Aumolertinib Prolongs Survival, Duration of Response in NSCLC

Treatment with aumolertinib was associated with prolonged survival and duration of response in patients with non–small cell lung cancer.

Compared with gefitinib (Iressa), aumolertinib improved progression-free survival (PFS) and duration of response (DOR) in patients with advanced non–small cell lung cancer (NSCLC) with EGFR, according to findings presented at the virtual 2021 ASCO Annual Meeting.

“Based on these results, we will pursue discussions with global regulatory authorities; we anticipate our development approach will facilitate a markedly less costly global access pricing structure,” said Shun Lu, MD, PhD, from the Shanghai Lung Cancer Center, Shanghai Chest Hospital at Shanghai JiaoTong University, in the presentation.

Aumolertinib is an irreversible EGFR TKI that has already been approved in China for patients with EGFR-mutant NSCLC when disease has progressed and has favorable pharmacologic properties that inhibit EGFR sensitizing and resisting mutations.

This phase 3 trial assessed the safety and efficacy of treatment with aumolertinib compared with gefitinib in 429 patients across China who had previously untreated metastatic or locally advanced NSCLC and EGFR exon 19 deletion or L858R. Patients were randomly assigned to received either aumolertinib, once per day at 110mg (n= 214; median age, 59 years), or gefitinib, once per day at 250 mg (n = 215; median age, 62 years). Researchers had a primary endpoint of PFS, and secondary endpoints of overall survival (OS), objective response rate (ORR), DOR and safety. With 262 PFS events the study had 90% power to detect PFS (HR = 0.67).

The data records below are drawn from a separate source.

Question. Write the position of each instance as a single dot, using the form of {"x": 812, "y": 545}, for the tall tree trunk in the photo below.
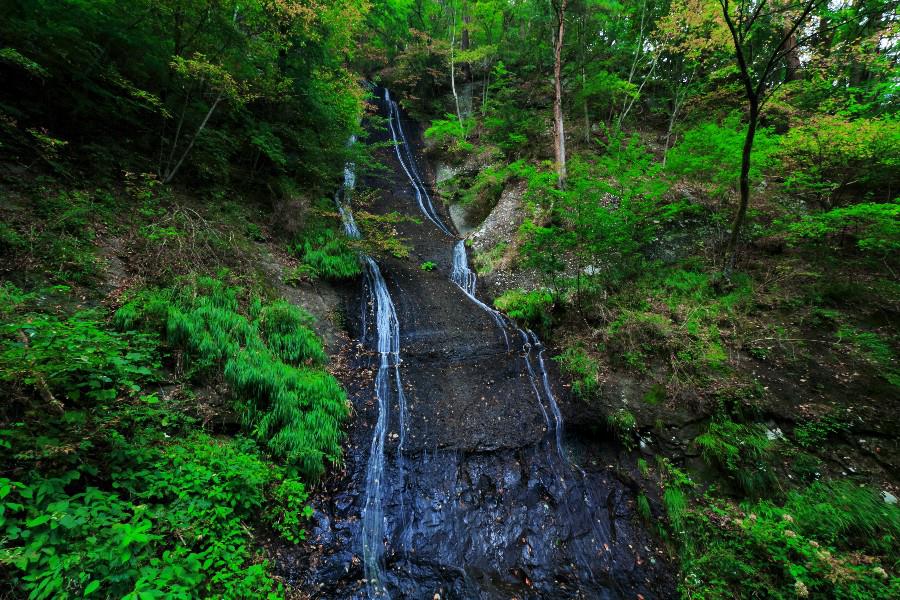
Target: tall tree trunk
{"x": 464, "y": 43}
{"x": 791, "y": 55}
{"x": 559, "y": 133}
{"x": 741, "y": 213}
{"x": 200, "y": 129}
{"x": 453, "y": 73}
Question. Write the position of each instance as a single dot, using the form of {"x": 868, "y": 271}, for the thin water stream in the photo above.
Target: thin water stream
{"x": 458, "y": 483}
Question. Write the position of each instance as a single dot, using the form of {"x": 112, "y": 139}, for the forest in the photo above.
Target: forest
{"x": 450, "y": 299}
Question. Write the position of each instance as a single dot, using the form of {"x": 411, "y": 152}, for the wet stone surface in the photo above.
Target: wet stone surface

Median PFS was significantly prolonged with aumolertinib at a median of 19.3 months (HR = 0.46; 95% CI, 17.8-20.8; P < 0.0001) compared with gefitinib at 9.9 moths (HR = 0.46; 95% CI, 8.3-12.6; P < 0.0001).

Median DOR followed a similar trend and was also significantly prolonged by aumolertinib at 18.1 months (HR = 0.38; 95% CI, 15.2-NA; P < 0.0001) compared with gefitinib at 8.3 months (HR = 0.38; 95% CI, 6.9-11.1; P < 0.0001). ORR was 73.8% with aumolertinib and 72.1% with gefitinib. And median overall survival was not reached.

Although aumolertinib was a longer treatment time compared with gefitinib, 463 days vs 254 days, side effects such as rash, diarrhea, alanine aminotransferase/ aspartate aminotransferase increase were less likely in that group.

The most common adverse events included alanine aminotransferase increased (29.4% in the aumolertinib arm vs 55.8% in the gefitinib arm), aspartate aminotransferase increased (29.9% vs 54%, respectively), rash (23.4%, vs 41.4%), diarrhea (16.4% vs 35.8%) and creatine phosphokinase (CPK) increased (35.5% vs 9.3%).

Additionally, aumolertinib was also associated with CPK increase, platelet count decrease and neutrophil count decrease.

Further research evaluating aumolertinib with other treatments is either ongoing or planned, Lu noted.


Lu S, Dong X, Jian H, et al. Randomized Phase III Trial of Aumolertinib (HS-10296, Au) Versus Gefitinib (G) as First-Line Treatment of Patients with Locally Advanced or Metastatic Non-Small Cell Lung Cancer (NSCLC) and EGFR Exon 19 Del or L858R mutations (EGFRm). J Clin Oncol. 2021;39(suppl 15):Abstract 9013.